Все это было не более чем обычной подготовкой к сверхтщательной уборке дома: содержимое дома собралось в одной комнате, и чудовищное эхо отразилось от всех этих голых стен… После чего я приступил к работе с веником, мылом, водой и тряпкой.
Я был настолько смел в этом, что начал с того, что мне нравилось, но что на самом деле было всего лишь мошенничеством. Это было украшение с надписью «Силач». Его я выбросил из окна. Хладнокровно я выбросил этот мошеннический логотип за год или два до этого, и, как это ни забавно, к крайнему неодобрению как моих друзей, так и моих врагов. Когда у человека есть что-то прекрасное в собственности, вряд ли можно с благодарностью сказать, что к черту все это. Так и быть; теперь я буду еще более дерзок и добавлю, что я вырвал украшение из своей груди, потому что стал еще сильнее, чем прежде. Без сомнения, вы сочтете это несколько тщеславным замечанием. Но я достиг того момента, когда можно сказать: Быть или не быть.
Для чего я приобрел это украшение? Оно не имело ни малейшего отношения ни к силе, ни к слабости. Оно просто имело отношение к ужасу. Я вручил себе эту медаль в честь тех, кто всегда говорил, что я не чего из себя не представляю. Она должна была омрачить души тех, кто воображал себя кем-то, и кто говорил, что я воображаю себя кем-то. И это сработало великолепно. Я совершил ряд тех завоеваний, благодаря которым человек кажется все меньше и меньше, которые продолжают уменьшать его, пока он не окажется всего в сантиметре над землей и его уже нельзя будет разглядеть среди листьев лавра, некогда венчавшего его чело, разве что специалистам, которые знают, где искать.
Я много говорил о страхе, который охватывает ребенка; мы тащим его с собой, когда становимся старше; мы несравненно боимся друг друга. Почему? Мы живем в обществе, которое, в определенной степени, гарантирует нам, что у нас нет причин пребывать в вечном трепете. Но с самого детства нас загоняют под каблук страха и считают, что именно поэтому мы должны применять страх для собственной защиты. До сих пор есть лишь немногие, кто признает это. Каждый вечер они садятся за стол и начищают свои медали, чтобы использовать их завтра. Но террор проявляется в любых социальных отношениях, в том, что мы называем свободной конкуренцией, в газетах, например, которые с бурной радостью сообщают друг другу об опечатках просто потому, что у них в мозгу есть типографские ошибки.
Когда я сижу напротив человека, который носит на шее украшение, выброшенное мною на пепелище, я сразу воспринимаю весь его ассортимент: самосознание, неуверенность, переросшую в грубую форму уверенности или уничтожающую самоуверенность, чтобы обнаружить основу которой, зритель сидит и ломает голову.

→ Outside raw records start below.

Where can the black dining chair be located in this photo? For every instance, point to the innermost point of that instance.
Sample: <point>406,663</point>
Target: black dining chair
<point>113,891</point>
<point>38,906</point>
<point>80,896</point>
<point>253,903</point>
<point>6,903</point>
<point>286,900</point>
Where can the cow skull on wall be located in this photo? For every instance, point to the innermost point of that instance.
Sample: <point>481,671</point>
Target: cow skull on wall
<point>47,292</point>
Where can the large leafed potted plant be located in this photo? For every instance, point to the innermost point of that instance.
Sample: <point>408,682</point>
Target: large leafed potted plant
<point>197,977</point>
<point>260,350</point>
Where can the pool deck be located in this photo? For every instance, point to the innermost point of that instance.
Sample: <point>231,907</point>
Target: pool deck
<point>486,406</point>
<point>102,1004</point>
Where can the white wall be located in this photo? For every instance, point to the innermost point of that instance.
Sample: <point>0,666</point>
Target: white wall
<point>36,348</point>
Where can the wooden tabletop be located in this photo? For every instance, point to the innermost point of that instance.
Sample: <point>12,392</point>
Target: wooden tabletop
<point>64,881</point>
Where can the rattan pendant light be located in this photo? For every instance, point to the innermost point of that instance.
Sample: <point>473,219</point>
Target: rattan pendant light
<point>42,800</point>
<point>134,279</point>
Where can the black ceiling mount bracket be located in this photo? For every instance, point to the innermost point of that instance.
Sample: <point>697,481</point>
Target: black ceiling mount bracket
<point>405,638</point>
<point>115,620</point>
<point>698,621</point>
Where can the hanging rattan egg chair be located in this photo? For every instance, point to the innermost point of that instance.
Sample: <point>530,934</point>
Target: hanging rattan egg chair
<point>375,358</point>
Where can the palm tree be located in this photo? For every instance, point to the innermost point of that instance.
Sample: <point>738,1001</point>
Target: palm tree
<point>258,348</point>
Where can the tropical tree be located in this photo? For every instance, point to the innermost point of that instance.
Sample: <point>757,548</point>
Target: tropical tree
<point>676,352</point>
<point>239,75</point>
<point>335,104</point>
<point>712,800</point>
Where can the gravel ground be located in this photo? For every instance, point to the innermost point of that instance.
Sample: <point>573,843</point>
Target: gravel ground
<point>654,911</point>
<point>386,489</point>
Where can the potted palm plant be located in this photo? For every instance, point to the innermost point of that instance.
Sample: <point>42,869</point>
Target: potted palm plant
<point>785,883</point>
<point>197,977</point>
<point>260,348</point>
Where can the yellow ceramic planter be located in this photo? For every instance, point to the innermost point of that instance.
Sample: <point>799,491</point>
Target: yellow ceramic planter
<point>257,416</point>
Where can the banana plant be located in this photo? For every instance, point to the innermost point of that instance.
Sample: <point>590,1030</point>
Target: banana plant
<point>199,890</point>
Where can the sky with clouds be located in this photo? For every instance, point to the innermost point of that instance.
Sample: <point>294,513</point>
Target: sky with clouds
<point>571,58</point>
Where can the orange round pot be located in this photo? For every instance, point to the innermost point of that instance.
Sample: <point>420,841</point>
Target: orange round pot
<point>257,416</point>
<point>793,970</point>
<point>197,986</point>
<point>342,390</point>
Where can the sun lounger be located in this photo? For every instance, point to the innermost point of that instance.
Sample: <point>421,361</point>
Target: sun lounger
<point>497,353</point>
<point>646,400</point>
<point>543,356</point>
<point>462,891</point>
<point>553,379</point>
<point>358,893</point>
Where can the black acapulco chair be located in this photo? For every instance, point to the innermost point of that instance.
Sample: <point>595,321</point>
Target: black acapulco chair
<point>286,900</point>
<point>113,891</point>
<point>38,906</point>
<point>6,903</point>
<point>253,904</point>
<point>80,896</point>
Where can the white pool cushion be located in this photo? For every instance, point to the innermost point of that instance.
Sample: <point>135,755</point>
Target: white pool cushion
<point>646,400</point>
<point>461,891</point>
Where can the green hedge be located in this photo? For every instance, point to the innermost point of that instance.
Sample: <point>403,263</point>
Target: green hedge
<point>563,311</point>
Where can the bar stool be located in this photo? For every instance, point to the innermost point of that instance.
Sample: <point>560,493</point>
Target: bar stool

В БОРНХОЛЬМЕ ОН НАПАЛ НА ЖЕНЩИНУ
Я расскажу вам об одном печальном случае, который произошел на шестнадцатом году моей жизни, когда я очень стеснялся девушек. Женщины были выше моих сил и возможностей. Но на борту корабля я, естественно, не мог не предаться нескольким хвастовствам. Судно прибыло на Борнхольм, и тут, внезапно, я не мог больше терпеть, чтобы все это было не более чем пустым хвастовством. Но — что мне оставалось делать? В присутствии женщины мое сердце забилось бы с такой силой, что я не смог бы вымолвить ни слова. И тогда я решил совершить изнасилование. Если сейчас мы хотим быть по-настоящему искренними, то очевидно, что эта история была предварительной или генеральной репетицией к той, которая должна была последовать некоторое время спустя в Мизери-Харбор.
Я вспоминаю, что мой отец не верил в изнасилование. Он очень решительно не верил в физическую возможность изнасилования. Однажды, обсуждая с ним этот вопрос, я заметил, что, даже если бы девушка смогла воспрепятствовать нападению, ее успех, конечно, не устранил бы угрозу для ее личности. А если бы она теперь считала, что ее жизнь в опасности?
Отец некоторое время смотрел на меня, затем покачал головой. Он просто не мог заставить себя поверить в факт изнасилования.
Я был близок к тому, чтобы доказать, что он прав в своих утверждениях. Конечно, я могу привести лишь один пример, но он ясно показывает, что первым ломается именно агрессор. К изнасилованию прибегают, конечно, не потому, что человек жесток и гнусен, а потому, что он скрытен, как заяц. Преступник даже не осмеливается посмотреть девушке в глаза. Возможно, есть люди, которые вынуждены совершать насилие, потому что только в насилии они могут найти освобождение, но я не принадлежу к этой категории.